RGT // 16.02.2020 à 10h48

« entre déni et repentance »…

Déni pour les dirigeants et repentance pour la population…

Qui a embarqué la France dans ces guerres ignobles contre d’autres populations qui ne nous avaient rien fait et qui ne présentaient aucun risque ?
Et qui a profité abondamment des « bienfaits » de ces agressions avec le « ruissellement » des profits provenant du pillage des ressources naturelles issues de ces rapines?

Et désormais, qui doit assumer l’entière responsabilité de ces actes et doit se flageller en permanence?

Et ce n’est pas encore fini, hélas…

Désormais les états les plus puissants ne « colonisent » plus, ils « libèrent » les populations de pays qui possèdent des ressources convoitées de leurs « dictateurs sanguinaires » (en causant des désastres humanitaires sans commune mesure avec ceux commis par les dirigeants tant honnis).
Le tout bien sûr financé par les impôts payés par leur propre population, avec le sang de soldats issus eux aussi de cette même population et pour le plus grand profit de ploutocrates hors sol qui parviennent à « optimiser » leur fiscalité pour dégager suffisamment de cash afin de « convaincre » les politiques de prendre les « bonnes décisions pour la nation ».

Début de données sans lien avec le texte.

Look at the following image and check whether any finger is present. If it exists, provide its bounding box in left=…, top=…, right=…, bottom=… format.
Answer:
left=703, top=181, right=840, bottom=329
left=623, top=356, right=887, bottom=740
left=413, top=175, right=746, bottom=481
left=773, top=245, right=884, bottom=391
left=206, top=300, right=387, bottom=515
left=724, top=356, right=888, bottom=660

Double peine pour les populations : Elles payent avec leurs impôts et leur sang ces invasions barbares et ensuite se retrouvent accusées d’être responsables de ces faits une fois la vérité enfin révélée au grand jour.

Quand à ceux qui sont à l’origine de ces horreurs, silence, il ne faut surtout pas salir ma mémoire et la descendance de ces « grands hommes ».

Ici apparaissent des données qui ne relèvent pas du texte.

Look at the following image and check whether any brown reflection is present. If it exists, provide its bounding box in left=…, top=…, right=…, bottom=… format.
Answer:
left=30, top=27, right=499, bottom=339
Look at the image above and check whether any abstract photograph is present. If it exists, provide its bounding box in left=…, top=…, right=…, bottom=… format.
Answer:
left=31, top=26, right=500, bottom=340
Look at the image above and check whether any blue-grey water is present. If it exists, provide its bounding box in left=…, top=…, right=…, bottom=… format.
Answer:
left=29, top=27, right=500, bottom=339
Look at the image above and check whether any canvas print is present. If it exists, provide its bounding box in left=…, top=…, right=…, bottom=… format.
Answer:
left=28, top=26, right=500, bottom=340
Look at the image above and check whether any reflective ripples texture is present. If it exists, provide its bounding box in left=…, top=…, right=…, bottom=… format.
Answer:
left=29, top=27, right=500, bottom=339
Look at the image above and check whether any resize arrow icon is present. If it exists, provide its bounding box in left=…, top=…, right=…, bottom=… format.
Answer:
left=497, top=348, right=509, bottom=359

16 réactions et commentaires

  • Santerre // 15.02.2020 à 11h58

    Plutôt que de s’alourdir sur la pourriture coloniale, entre déni et repentance pourquoi plutôt ne pas étudier les trois seuls endroits de la planète que personne n’a réussi à coloniser: le Japon, le Siam(Thaïlande) et Bornéo. Aurait-on peur d’étudier les vrais ressorts de la résistance victorieuse à l’impérialisme?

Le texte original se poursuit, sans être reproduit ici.